But the thing that separates Dawn of the Dead is that it takes Snyder's biggest strengths and contains them, like bottled adrenaline. The script by James Gunn—lightyears away from Guardians of the Galaxy, still in provocateur mode—isn't a beat-for-beat remake of Romero's 1978 film, but it borrows the concept of survivors hunkering down in a shopping mall as the undead gather outside. Chief among them is Ana, police officer Kenneth (Ving Rhames), Andre (Mekhi Phifer) and his pregnant wife Luda (Inna Korobkina), and professional dickhead Steve (Ty Burrell). The film is able to simply establish character by having personalities bounce off each other under high stress, freeing up Snyder to play around with dynamic images. Sometimes it's just a simple bit of weirdness, like an elevator door constantly closing between a gun standoff, ratcheting the tension with every ding. Often, it's much larger; there's one particularly memorable shot of the survivors standing on the mall roof, the camera pulled way the hell back, emphasizing the absolute island-in-the-middle-of-the-ocean levels of isolated these people suddenly are. Later, Snyder makes that metaphor a tad more literal in the film's most striking image, as zombies swarm the survivor's makeshift tank like ocean waves, the vehicle's lights looking like a lost ship in the night. 

dawn-of-the-dead-truck
Image via Universal

That's the thing about Snyder: Even what I might consider the bottom tier of his filmography always contains at least one—and, usually, it's more like a handful—truly jaw-dropping image worthy of a splash page. Superman (Henry Cavill) descending from a golden hour sky to rescue flood victims in Dawn of Justice. Aquaman (Jason Momoa) walking down a dock through raging waves in reverent slow-mo in Justice League. Hell, even Sucker Punch, a movie I genuinely believe deserves its place in the cultural trash heap, works on a get-high-and-watch-it-on-mute level. (An important, undervalued cinematic subgenre.) Where post-Dawn of the Dead Zack Snyder has often struggled is cohering the dark, mythic images in his head into a coherent or relatable story. His skills lie in images and deconstruction, which didn't work for constructing an entire cinematic universe; the story of the early-days DCEU is of a gorgeous, imposing Gothic edifice with not a single human soul living inside. 

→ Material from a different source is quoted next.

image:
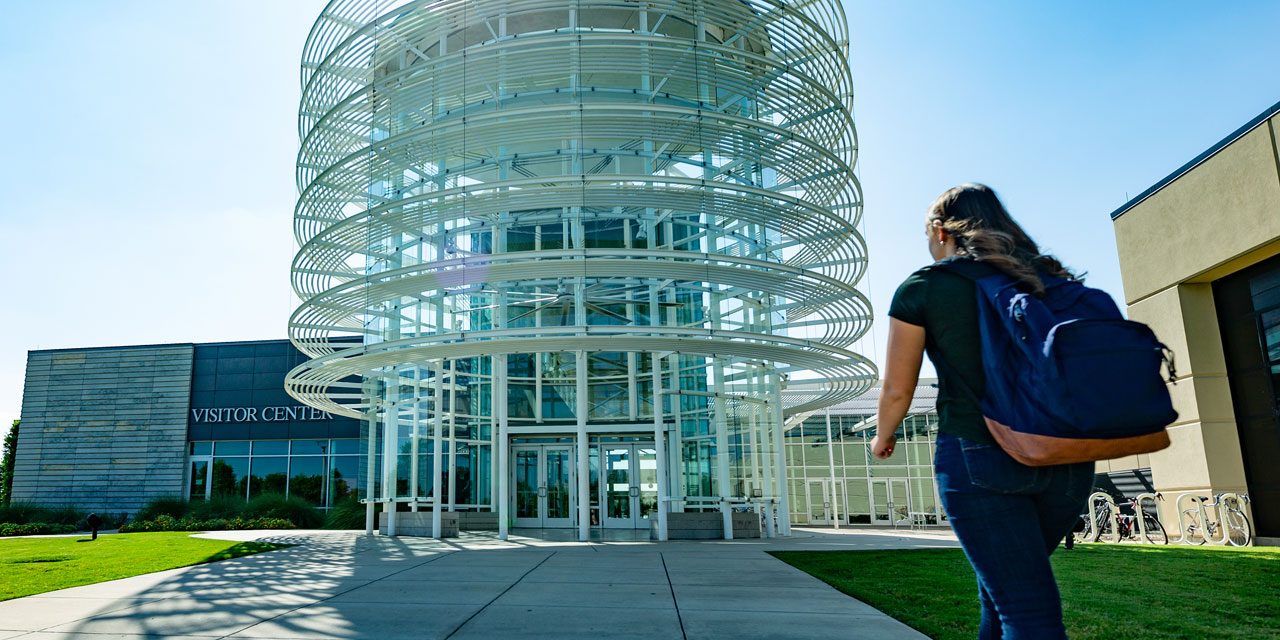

But with Dawn of the Dead, when Snyder was all buzzing ambition years away from becoming Hollywood's most divisive world-builder, the walled-in nature of its chaos allowed room only for Snyder's strengths. We can quibble until the actual apocalypse kicks off about "fast zombies"—I'm pro-sprinting!—but Dawn of the Dead remains Zack Snyder's best movie because it's still the smallest canvas he's been asked to gleefully destroy. And it's not like the unmistakable personality that's run through his entire career is absent, either. There aren't many weeks where I don't think about the ending of Dawn of the Dead at least once. Not just the actual ending, with Jake Weber's Michael watching the survivors sail away alone on a dock with a zombie bite and a pistol in his hand, the bleakest final into-the-sunset shot of all time. No, I mean the mid-credits scene, shot with a hand-held camera, in which every character you thought would make it gets overrun by zombies, a downer of a conclusion that smash-cuts into "Down with the Sickness" by Disturbed. You simply must laugh at the moxie. Zack Snyder gave us all the clues right upfront. Although it doesn't seem like the scale of his ideas will shrink anytime soon—he's recently hinted at a 300 trilogy-ender, a King Arthur epic, and a mystical George Washington adventure—I do wish he'd at least channel the smaller vibe of Dawn of the Dead, absolute chaos surrounding a definite, recognizable core of humanity.